Let’s set up the environment by installing and importing all the dependencies.

# Cloning the repo
!git clone https://github.com/saic-mdal/lama.git
 
# installing the dependencies
!pip install -r lama/requirements.txt --quiet
!pip install wget --quiet
 
# change the directory
% cd /content/lama
 
# Download the model
!curl -L $(yadisk-direct https://disk.yandex.ru/d/ouP6l8VJ0HpMZg) -o big-lama.zip
!unzip big-lama.zip
 
# Importing dependencies
import base64, os
from IPython.display import HTML, Image
from google.colab.output import eval_js
from base64 import b64decode
import matplotlib.pyplot as plt
import numpy as np
import wget
from shutil import copyfile
import shutil

In order to facilitate users to mask the desired object in the given image, we need to write HTML code.

Now we will upload the image that we want to mask the object within it for that set fname=None and the mask will mask the object.

if fname is None:
  from google.colab import files
  files = files.upload()
  fname = list(files.keys())[0]
else:
  fname = wget.download(fname)
 
shutil.rmtree('./data_for_prediction', ignore_errors=True)
! mkdir data_for_prediction
 
copyfile(fname, f'./data_for_prediction/{fname}')
os.remove(fname)
fname = f'./data_for_prediction/{fname}'
 
image64 = base64.b64encode(open(fname, 'rb').read())
image64 = image64.decode('utf-8')
 
print(f'Will use {fname} for inpainting')
img = np.array(plt.imread(f'{fname}')[:,:,:3])
 
draw(image64, filename=f"./{fname.split('.')[1]}_mask.png", w=img.shape[1], h=img.shape[0], line_width=0.04*img.shape[1])

Now we will mask the deer in the image just like we usually do in the Paint app.

Below we can see how the model convolved the masked image with the original image.

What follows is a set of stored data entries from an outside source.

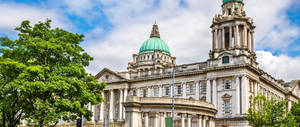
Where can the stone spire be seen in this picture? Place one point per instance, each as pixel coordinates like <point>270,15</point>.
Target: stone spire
<point>155,32</point>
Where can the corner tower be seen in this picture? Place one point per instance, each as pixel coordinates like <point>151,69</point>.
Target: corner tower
<point>232,32</point>
<point>153,56</point>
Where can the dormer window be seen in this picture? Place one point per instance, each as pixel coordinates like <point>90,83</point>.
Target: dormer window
<point>225,60</point>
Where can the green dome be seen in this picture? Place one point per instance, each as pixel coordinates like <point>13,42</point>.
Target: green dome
<point>224,1</point>
<point>154,43</point>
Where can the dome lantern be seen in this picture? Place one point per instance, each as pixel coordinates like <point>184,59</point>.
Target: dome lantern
<point>154,42</point>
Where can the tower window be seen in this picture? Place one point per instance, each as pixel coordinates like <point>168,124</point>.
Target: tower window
<point>225,60</point>
<point>229,11</point>
<point>227,37</point>
<point>227,85</point>
<point>179,89</point>
<point>156,90</point>
<point>227,106</point>
<point>203,87</point>
<point>167,91</point>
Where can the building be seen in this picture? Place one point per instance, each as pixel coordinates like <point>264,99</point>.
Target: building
<point>215,92</point>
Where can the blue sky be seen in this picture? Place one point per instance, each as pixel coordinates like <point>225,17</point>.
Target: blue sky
<point>115,29</point>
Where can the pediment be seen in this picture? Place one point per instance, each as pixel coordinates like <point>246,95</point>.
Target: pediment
<point>225,54</point>
<point>108,75</point>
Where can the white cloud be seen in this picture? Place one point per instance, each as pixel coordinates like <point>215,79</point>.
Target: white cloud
<point>281,67</point>
<point>184,28</point>
<point>14,14</point>
<point>274,30</point>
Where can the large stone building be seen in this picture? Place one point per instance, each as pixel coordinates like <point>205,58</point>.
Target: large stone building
<point>216,92</point>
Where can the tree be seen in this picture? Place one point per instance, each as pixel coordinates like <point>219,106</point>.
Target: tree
<point>42,77</point>
<point>269,113</point>
<point>295,111</point>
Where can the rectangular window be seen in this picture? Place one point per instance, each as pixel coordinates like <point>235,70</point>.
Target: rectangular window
<point>156,90</point>
<point>227,85</point>
<point>227,106</point>
<point>167,91</point>
<point>134,92</point>
<point>225,59</point>
<point>144,93</point>
<point>179,89</point>
<point>192,89</point>
<point>203,88</point>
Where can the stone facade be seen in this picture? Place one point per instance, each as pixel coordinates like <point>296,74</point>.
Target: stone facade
<point>221,88</point>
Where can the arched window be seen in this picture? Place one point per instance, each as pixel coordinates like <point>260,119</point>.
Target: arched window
<point>225,59</point>
<point>227,85</point>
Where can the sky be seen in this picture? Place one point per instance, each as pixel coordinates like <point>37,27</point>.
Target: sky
<point>115,29</point>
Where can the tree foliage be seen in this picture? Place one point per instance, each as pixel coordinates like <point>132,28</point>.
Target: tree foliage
<point>42,76</point>
<point>269,113</point>
<point>295,111</point>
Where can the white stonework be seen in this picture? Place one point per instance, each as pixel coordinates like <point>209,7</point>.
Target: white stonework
<point>228,81</point>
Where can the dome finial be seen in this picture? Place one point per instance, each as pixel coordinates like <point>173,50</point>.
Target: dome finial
<point>155,32</point>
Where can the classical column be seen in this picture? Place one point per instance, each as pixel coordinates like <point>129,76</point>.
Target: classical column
<point>230,37</point>
<point>214,92</point>
<point>162,120</point>
<point>184,90</point>
<point>182,120</point>
<point>189,120</point>
<point>111,105</point>
<point>197,90</point>
<point>199,121</point>
<point>245,98</point>
<point>237,84</point>
<point>160,91</point>
<point>102,107</point>
<point>146,119</point>
<point>120,104</point>
<point>124,100</point>
<point>223,38</point>
<point>208,91</point>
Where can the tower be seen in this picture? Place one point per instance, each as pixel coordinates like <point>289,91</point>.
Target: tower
<point>232,33</point>
<point>153,56</point>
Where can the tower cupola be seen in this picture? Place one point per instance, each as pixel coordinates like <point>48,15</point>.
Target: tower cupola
<point>154,55</point>
<point>233,36</point>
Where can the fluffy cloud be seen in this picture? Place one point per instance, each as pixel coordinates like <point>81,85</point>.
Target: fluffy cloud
<point>281,67</point>
<point>184,25</point>
<point>14,14</point>
<point>274,31</point>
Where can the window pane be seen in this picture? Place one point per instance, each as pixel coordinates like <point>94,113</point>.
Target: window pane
<point>225,59</point>
<point>227,106</point>
<point>167,90</point>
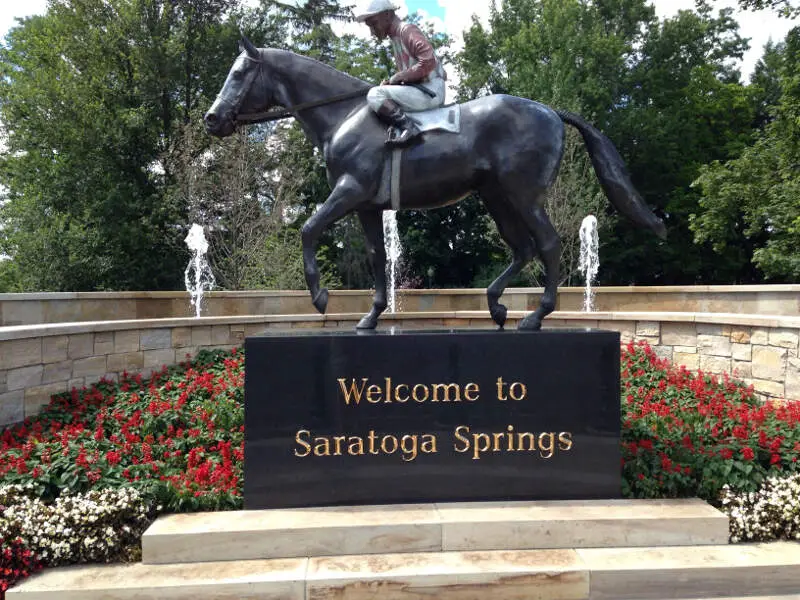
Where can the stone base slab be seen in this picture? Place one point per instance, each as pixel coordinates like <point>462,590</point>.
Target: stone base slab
<point>333,531</point>
<point>765,571</point>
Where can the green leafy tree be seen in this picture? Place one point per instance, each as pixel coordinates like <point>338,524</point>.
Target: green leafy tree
<point>91,94</point>
<point>757,195</point>
<point>785,8</point>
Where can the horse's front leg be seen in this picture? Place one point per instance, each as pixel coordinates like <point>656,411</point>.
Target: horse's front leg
<point>372,222</point>
<point>346,196</point>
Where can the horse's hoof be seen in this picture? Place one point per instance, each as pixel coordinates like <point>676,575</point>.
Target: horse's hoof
<point>320,301</point>
<point>368,322</point>
<point>499,314</point>
<point>530,323</point>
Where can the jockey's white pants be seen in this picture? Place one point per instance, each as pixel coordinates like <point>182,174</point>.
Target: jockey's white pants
<point>409,98</point>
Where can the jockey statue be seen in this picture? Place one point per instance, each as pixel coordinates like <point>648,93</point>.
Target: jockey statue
<point>419,83</point>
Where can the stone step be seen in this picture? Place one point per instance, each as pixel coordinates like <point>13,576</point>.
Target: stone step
<point>758,571</point>
<point>523,575</point>
<point>334,531</point>
<point>693,572</point>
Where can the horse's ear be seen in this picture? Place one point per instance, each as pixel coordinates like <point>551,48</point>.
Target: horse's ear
<point>247,45</point>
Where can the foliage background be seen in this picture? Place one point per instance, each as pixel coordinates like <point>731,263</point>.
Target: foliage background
<point>106,165</point>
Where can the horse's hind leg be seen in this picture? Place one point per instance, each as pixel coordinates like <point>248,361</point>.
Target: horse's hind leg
<point>372,222</point>
<point>516,235</point>
<point>548,244</point>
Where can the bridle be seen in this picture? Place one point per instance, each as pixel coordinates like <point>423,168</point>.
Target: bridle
<point>275,115</point>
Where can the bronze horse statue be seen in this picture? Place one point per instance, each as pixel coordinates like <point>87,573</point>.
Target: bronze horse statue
<point>508,151</point>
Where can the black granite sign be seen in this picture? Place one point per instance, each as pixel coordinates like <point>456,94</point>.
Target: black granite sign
<point>430,416</point>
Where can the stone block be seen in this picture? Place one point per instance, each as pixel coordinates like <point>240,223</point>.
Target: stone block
<point>126,361</point>
<point>94,366</point>
<point>742,352</point>
<point>714,345</point>
<point>20,353</point>
<point>690,361</point>
<point>783,338</point>
<point>201,336</point>
<point>60,371</point>
<point>769,388</point>
<point>54,349</point>
<point>715,364</point>
<point>253,329</point>
<point>155,339</point>
<point>38,397</point>
<point>679,334</point>
<point>12,407</point>
<point>760,336</point>
<point>664,352</point>
<point>686,349</point>
<point>792,388</point>
<point>19,379</point>
<point>80,345</point>
<point>742,369</point>
<point>76,383</point>
<point>220,334</point>
<point>155,359</point>
<point>181,337</point>
<point>648,329</point>
<point>710,329</point>
<point>769,363</point>
<point>103,343</point>
<point>741,335</point>
<point>126,341</point>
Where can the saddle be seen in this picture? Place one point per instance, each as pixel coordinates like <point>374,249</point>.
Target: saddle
<point>445,118</point>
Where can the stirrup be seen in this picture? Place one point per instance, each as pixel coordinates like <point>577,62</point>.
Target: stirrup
<point>400,137</point>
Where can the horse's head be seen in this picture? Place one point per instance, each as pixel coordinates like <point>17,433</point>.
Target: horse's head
<point>243,92</point>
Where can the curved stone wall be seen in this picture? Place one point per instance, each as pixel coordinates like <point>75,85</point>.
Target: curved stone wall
<point>29,309</point>
<point>37,361</point>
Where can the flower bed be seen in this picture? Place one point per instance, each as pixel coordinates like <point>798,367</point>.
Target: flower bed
<point>116,455</point>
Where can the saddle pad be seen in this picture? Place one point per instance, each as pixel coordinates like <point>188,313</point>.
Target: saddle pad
<point>447,118</point>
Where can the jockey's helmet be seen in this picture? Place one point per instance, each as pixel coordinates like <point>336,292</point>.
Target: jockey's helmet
<point>374,7</point>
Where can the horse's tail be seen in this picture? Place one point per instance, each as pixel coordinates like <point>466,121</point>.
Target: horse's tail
<point>613,176</point>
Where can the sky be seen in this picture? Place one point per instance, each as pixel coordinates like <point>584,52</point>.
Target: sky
<point>454,16</point>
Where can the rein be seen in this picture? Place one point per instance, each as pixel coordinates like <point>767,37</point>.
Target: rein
<point>276,115</point>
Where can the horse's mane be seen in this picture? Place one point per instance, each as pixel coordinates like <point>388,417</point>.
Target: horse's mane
<point>269,53</point>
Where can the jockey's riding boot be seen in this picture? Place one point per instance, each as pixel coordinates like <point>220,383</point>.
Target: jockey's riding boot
<point>402,129</point>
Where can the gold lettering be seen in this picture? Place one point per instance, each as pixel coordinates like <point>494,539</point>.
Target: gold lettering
<point>353,392</point>
<point>303,443</point>
<point>394,444</point>
<point>446,387</point>
<point>374,389</point>
<point>397,394</point>
<point>337,442</point>
<point>500,385</point>
<point>519,396</point>
<point>356,446</point>
<point>428,445</point>
<point>322,446</point>
<point>482,443</point>
<point>498,437</point>
<point>531,441</point>
<point>549,447</point>
<point>460,438</point>
<point>414,392</point>
<point>409,450</point>
<point>388,395</point>
<point>469,390</point>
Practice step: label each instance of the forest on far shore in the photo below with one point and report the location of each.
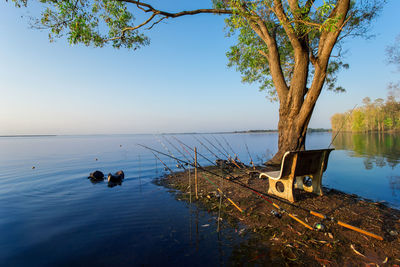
(377, 115)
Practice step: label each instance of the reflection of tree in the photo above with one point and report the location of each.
(394, 182)
(379, 149)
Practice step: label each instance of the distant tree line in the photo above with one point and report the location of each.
(376, 115)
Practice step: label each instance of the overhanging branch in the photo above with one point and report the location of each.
(161, 15)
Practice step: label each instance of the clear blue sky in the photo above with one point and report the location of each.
(180, 83)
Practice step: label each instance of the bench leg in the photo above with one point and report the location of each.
(316, 186)
(288, 188)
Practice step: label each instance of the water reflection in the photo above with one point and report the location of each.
(377, 150)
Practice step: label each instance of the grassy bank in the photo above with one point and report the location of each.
(283, 240)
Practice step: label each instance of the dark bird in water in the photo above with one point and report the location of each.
(96, 175)
(116, 178)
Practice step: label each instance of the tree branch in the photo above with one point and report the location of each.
(150, 8)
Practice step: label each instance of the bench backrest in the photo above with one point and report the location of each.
(308, 162)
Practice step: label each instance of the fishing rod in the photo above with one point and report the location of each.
(198, 140)
(229, 145)
(165, 165)
(227, 153)
(204, 156)
(187, 163)
(214, 146)
(314, 213)
(251, 159)
(192, 150)
(169, 152)
(230, 158)
(169, 142)
(281, 210)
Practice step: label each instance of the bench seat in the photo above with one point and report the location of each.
(295, 167)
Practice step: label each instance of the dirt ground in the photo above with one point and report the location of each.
(281, 240)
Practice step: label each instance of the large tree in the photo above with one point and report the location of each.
(285, 45)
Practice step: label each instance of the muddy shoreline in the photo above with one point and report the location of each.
(276, 238)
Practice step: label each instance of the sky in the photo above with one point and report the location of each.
(179, 83)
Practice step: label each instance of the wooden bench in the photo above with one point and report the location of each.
(298, 165)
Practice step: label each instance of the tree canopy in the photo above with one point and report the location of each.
(286, 46)
(111, 22)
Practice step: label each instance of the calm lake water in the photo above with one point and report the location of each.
(53, 215)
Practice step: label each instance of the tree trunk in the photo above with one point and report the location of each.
(292, 134)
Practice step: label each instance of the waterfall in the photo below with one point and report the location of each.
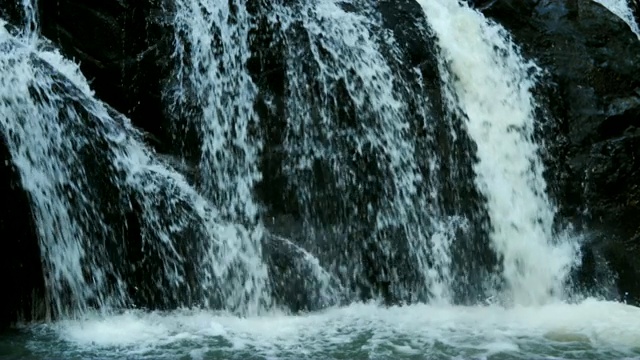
(622, 9)
(486, 82)
(350, 153)
(117, 227)
(214, 94)
(373, 171)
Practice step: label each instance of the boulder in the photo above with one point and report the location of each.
(589, 122)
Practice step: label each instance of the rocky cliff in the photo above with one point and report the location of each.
(589, 119)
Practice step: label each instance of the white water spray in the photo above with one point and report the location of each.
(486, 82)
(623, 11)
(212, 48)
(335, 61)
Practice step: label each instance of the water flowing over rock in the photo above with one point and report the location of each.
(251, 155)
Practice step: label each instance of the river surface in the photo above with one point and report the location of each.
(590, 330)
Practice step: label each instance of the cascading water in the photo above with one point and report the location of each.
(351, 159)
(623, 10)
(367, 158)
(85, 188)
(487, 82)
(211, 53)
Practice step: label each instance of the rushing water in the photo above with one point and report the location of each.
(211, 51)
(592, 330)
(623, 10)
(347, 135)
(489, 84)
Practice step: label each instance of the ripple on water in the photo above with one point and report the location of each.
(590, 330)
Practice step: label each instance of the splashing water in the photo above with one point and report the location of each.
(355, 172)
(186, 257)
(488, 83)
(211, 51)
(623, 10)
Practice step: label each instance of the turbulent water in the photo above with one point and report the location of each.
(591, 330)
(622, 9)
(348, 133)
(211, 50)
(489, 84)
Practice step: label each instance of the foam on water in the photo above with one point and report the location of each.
(592, 329)
(622, 9)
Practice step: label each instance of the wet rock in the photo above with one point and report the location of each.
(122, 48)
(21, 277)
(592, 86)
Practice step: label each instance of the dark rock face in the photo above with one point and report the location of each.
(592, 84)
(590, 100)
(21, 274)
(122, 49)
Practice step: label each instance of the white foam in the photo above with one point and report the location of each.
(593, 324)
(623, 11)
(488, 84)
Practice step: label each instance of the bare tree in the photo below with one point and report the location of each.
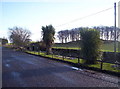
(19, 36)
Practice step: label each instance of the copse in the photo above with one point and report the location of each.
(19, 37)
(90, 45)
(48, 33)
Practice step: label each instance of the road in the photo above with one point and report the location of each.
(23, 70)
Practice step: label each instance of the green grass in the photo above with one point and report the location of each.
(107, 46)
(106, 66)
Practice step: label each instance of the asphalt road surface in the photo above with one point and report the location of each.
(23, 70)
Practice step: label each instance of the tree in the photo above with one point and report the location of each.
(3, 41)
(19, 36)
(90, 44)
(48, 37)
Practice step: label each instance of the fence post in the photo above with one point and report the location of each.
(101, 65)
(78, 60)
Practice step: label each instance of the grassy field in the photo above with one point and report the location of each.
(106, 66)
(107, 46)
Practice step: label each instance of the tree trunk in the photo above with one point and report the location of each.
(48, 49)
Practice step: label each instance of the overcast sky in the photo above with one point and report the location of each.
(32, 15)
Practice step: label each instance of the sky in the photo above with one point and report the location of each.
(62, 14)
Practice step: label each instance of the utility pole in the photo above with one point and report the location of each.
(115, 28)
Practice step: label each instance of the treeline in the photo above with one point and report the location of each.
(3, 41)
(106, 33)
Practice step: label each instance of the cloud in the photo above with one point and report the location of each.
(40, 1)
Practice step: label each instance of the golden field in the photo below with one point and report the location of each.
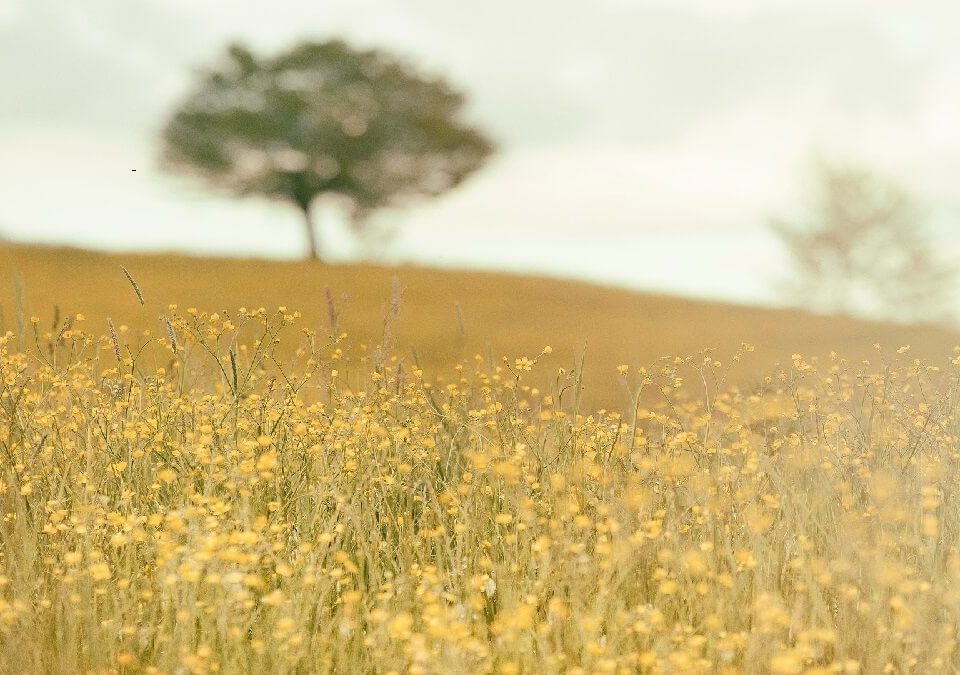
(247, 490)
(499, 315)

Now we will do the inference.

print('Run inpainting')
if '.jpeg' in fname:
  !PYTHONPATH=. TORCH_HOME=$(pwd) python3 bin/predict.py model.path=$(pwd)/big-lama indir=$(pwd)/data_for_prediction outdir=/content/output dataset.img_suffix=.jpeg > /dev/null
elif '.jpg' in fname:
  !PYTHONPATH=. TORCH_HOME=$(pwd) python3 bin/predict.py model.path=$(pwd)/big-lama indir=$(pwd)/data_for_prediction outdir=/content/output  dataset.img_suffix=.jpg > /dev/null
elif '.png' in fname:
  !PYTHONPATH=. TORCH_HOME=$(pwd) python3 bin/predict.py model.path=$(pwd)/big-lama indir=$(pwd)/data_for_prediction outdir=/content/output  dataset.img_suffix=.png > /dev/null
else:
  print(f'Error: unknown suffix .{fname.split(".")[-1]} use [.png, .jpeg, .jpg]')
 
plt.rcParams['figure.dpi'] = 200
plt.imshow(plt.imread(f"/content/output/{fname.split('.')[1].split('/')[2]}_mask.png"))
_=plt.axis('off')
_=plt.title('inpainting result')
plt.show()
fname = None

And here is the inpainted image:

Really mind-blowing result.

Final Words

We discussed the usage of a basic, single-stage solution for largely masked part inpainting in this post. We have seen how, with the right architecture, loss function, and mask generation method, such an approach may be very competitive and push the state of the art in picture inpainting. The approach, in particular, produces excellent results when it comes to repetitive pixels. I encourage you to experiment more with your own photographs, or you can look up additional information in the paper.